Three other Democrats appear on the Primary ballot.

The U.S. Senate race in Florida may be shaping up as one of the most closely watched contests in the country. But a Democratic Primary leading into the race seems a forgettable formality.

The contest in many senses felt over as soon as U.S. Rep. Val Demings announced she would challenge Republican incumbent U.S. Sen. Marco Rubio.

A former Orlando Police Chief, a short list running mate contender for Joe Biden’s presidential campaign and one of the House managers for the first impeachment of Donald Trump, her entry inspired immediate excitement.

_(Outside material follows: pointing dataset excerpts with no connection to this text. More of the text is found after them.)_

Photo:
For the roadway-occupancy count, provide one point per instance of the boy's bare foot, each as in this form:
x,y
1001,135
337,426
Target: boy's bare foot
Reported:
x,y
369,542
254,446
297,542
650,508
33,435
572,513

U.S. Rep. Stephanie Murphy quickly decided not to run herself, apparently determining it would be difficult if not impossible to defeat Demings for the nomination. Other challengers eventually reached the same conclusion, including former U.S. Rep. Alan Grayson, former congressional candidate Allen Ellison or Miami City Commissioner Ken Russell, who all chose to run for U.S. House seats instead.

But Demings wasn’t just handed the nomination either. On Aug. 23, she faces three other Democrats: Ricardo de la FuenteBrian Rush and William Sanchez.

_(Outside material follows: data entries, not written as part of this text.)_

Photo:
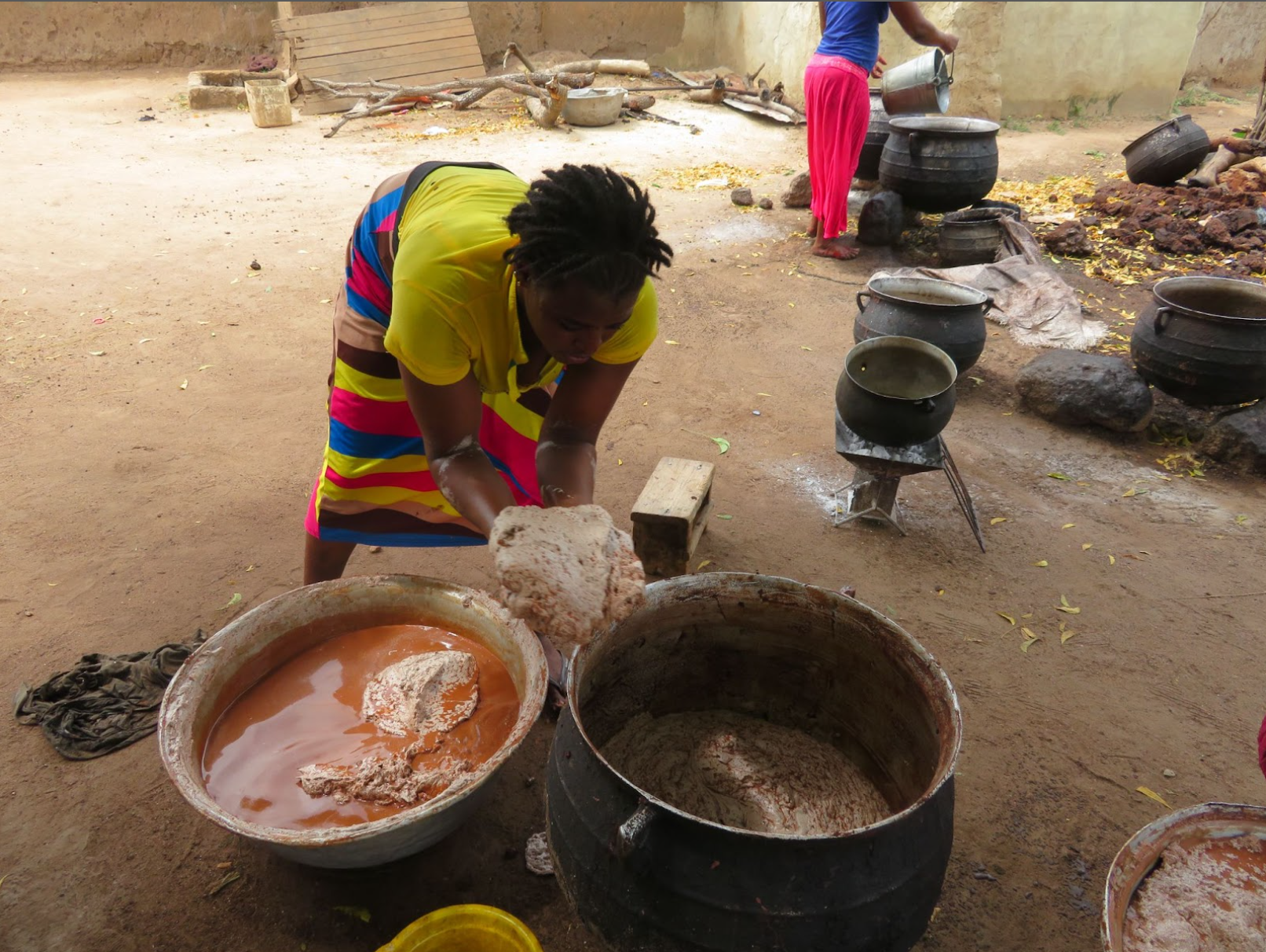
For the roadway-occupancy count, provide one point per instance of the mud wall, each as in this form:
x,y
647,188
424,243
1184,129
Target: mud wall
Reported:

Sanchez, a lawyer and son of Cuban immigrants, has proven the most successful fundraiser among Democrats not named “Val.” He has raised more than $260,000 for the state run through Aug. 3. That’s nothing compared to the nearly $48 million raised by Demings, but he’s been able to pour six figures into the race to reach Democratic voters ahead of the Primary vote. Before running, he co-founded nonprofit groups such as City Kids Inc. and the Philippine Charities Foundation — and now wants to make a difference in Washington.

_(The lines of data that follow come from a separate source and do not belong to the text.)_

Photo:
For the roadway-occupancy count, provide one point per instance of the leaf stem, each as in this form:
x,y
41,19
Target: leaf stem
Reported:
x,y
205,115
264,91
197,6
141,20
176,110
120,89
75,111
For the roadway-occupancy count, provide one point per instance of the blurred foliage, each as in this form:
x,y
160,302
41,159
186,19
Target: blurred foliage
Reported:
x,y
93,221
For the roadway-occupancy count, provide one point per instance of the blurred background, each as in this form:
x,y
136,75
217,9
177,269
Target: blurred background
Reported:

“I want to be part of the new movement that is bringing in progressive change,” Sanchez said in a video that launched his campaign last year.

Brian Rush, a former state Representative, rose to Majority Whip in the Florida House. While in state government, he championed public education, and served as Vice Chair of the House K-12 Education Committee. His family was long active in the St. Petersburg community.

His campaign has gone openly negative against Demings, calling her “out of touch” and criticizing a voting record he said contributed to inflation. “We need a change in Congress and a new direction to fight rising prices,” Rush said in an online digital video. But having raised just over $46,000 for the statewide campaign up until Aug. 3, he has limited means to put his messaging in front of voters.

Meanwhile, de la Fuente has reported no fundraising over the court of the race. He may be able to borrow a little name recognition from his father, Rocky de la Fuente, who has repeatedly run for Senate in Florida and other states, and even made a bid for President in 2016 and 2020. A long list of campaigns never resulted in a similar list of wins, but at least the family name has appeared in front of voters plenty of times.

Like his father, Ricky de la Fuente has run for federal office in multiple states before including Florida, California and Texas, according to the Austin American-Statesman.

“While Florida will continue to face challenges in extreme weather events, affordable health care for all, and meaningful well-paying job creation, I am prepared to defy both the odds and the political structures to fight together for the future of every Floridian,” he wrote on his website.

But the contest remains Demings’ to lose. She’s massively outraised all Democratic competitors and has already built up a national network of supporters and a profile to match.

Additionally, polls show her to be increasingly competitive against Rubio. Two polls published this month, one from Change Research and another from Clarity Campaign Labs, showed her even with Rubio among likely voters, and a University of North Florida even showed her 4 percentage points up.